Having established the documents and the DocumentSearch object, we can now ingest the documents:

import asyncio

async def main():
    await document_search.ingest(documents)

if __name__ == "__main__":
    asyncio.run(main())

This procedure will process, embed, and store the documents in the vector database.

Now, we can use the document_search object to find relevant documents. Let’s try a manual search:

print(await document_search.search("school"))

This function will return fragments of ingested documents that semantically match the query “school.”

Using the Documents in the Prompt#

To include the retrieved documents in the prompt, we need to modify the prompt defined in Quickstart 1.

First, we'll alter the data model of the prompt to include the retrieved documents:

from pydantic import BaseModel

class SongIdea(BaseModel):
    subject: str
    age_group: int
    genre: str
    inspirations: list[str]

The updated model looks similar to the earlier model, but now incorporates a new field, inspirations. This field will contain inspirations for the song, retrieved from the documents.

Next, we need to adjust the prompt to include these inspirations in the prompt text:

from ragbits.core.prompt.prompt import Prompt

class SongPrompt(Prompt[SongIdea]):
    system_prompt = """
        You are a professional songwriter.
        {% if age_group < 18 %}
            You only use language that is appropriate for children.
        {% endif %}
    """

    user_prompt = """
        Write a song about a {{subject}} for {{age_group}} years old {{genre}} fans.

        Here are some fragments of short stories for inspiration:
        {% for inspiration in inspirations %}
            # Fragment {{loop.index}}
            {{inspiration}}

        {% endfor %}
    """

The prompt looks similar to the previous one but now includes a section with inspirations sourced from the retrieved documents.

Using the Prompt with the LLM#

Now that we have a prompt that includes inspirations from the documents, we can create a function that uses the LLM to generate a song given a subject, age group, and genre. At the same time, this function will automatically supply inspirations from the ingested documents:

from ragbits.core.llms.litellm import LiteLLM

llm = LiteLLM("gpt-4")

async def get_song_idea(subject: str, age_group: int, genre: str) -> str:
    elements = await document_search.search(subject)
    inspirations = [element.text_representation for element in elements if element.text_representation]
    prompt = SongPrompt(SongIdea(subject=subject, age_group=age_group, genre=genre, inspirations=inspirations))

    return await llm.generate(prompt)

This function searches for documents related to the subject, extracts the text representations of the found elements, and passes them to the prompt alongside the subject, age group, and genre. The LLM then generates a song based on the provided prompt.

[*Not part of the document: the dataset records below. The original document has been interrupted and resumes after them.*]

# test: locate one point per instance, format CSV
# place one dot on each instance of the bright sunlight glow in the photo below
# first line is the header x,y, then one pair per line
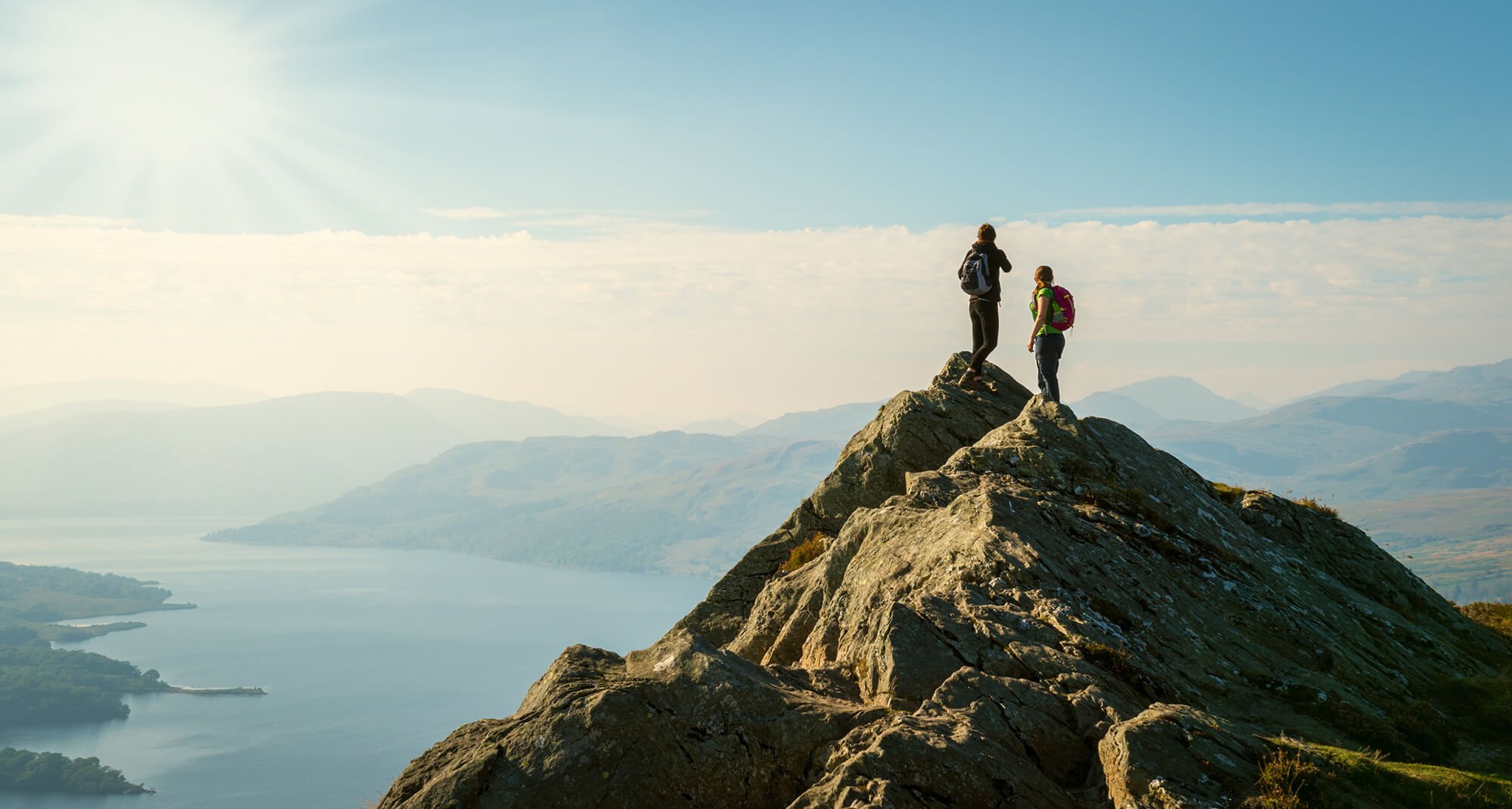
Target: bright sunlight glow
x,y
179,110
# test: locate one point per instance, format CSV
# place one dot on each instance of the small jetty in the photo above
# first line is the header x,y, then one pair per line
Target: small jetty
x,y
238,692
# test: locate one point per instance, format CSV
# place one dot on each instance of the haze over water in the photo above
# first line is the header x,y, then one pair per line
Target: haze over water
x,y
368,657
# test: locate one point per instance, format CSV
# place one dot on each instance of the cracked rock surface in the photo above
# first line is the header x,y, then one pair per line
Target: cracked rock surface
x,y
1014,609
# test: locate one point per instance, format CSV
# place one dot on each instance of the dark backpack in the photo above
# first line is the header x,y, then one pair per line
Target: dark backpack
x,y
976,274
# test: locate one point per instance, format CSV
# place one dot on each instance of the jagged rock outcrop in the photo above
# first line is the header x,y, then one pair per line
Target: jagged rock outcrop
x,y
1012,609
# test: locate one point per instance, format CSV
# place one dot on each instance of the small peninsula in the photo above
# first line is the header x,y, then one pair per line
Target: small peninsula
x,y
45,686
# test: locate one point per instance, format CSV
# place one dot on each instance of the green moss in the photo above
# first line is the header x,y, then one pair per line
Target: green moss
x,y
1319,776
804,553
1493,616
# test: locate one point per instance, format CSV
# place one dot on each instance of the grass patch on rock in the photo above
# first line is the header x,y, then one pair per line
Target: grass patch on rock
x,y
1318,776
804,553
1316,506
1493,616
1228,495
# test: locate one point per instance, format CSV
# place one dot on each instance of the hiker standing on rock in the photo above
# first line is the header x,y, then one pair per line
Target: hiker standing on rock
x,y
1046,339
981,279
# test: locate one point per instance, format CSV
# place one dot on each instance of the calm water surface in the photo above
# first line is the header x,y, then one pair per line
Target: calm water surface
x,y
368,657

We can now modify the main function to use the function we just created:

async def main():
    await document_search.ingest(documents)
    print(await get_song_idea("school", 10, "pop"))

Note

In real-world scenarios, you wouldn’t simultaneously ingest and search for documents in the same function. You would ingest the documents once (or periodically) and then use the document_search object to search for relevant documents as needed.

Conclusion#

In this guide, you learned how to use Ragbits' Document Search capabilities to find documents relevant to the user's question and utilize them to enhance the LLM's responses. By incorporating the RAG architecture with your prompts, you can provide the LLM with additional context and information to produce more accurate and relevant responses.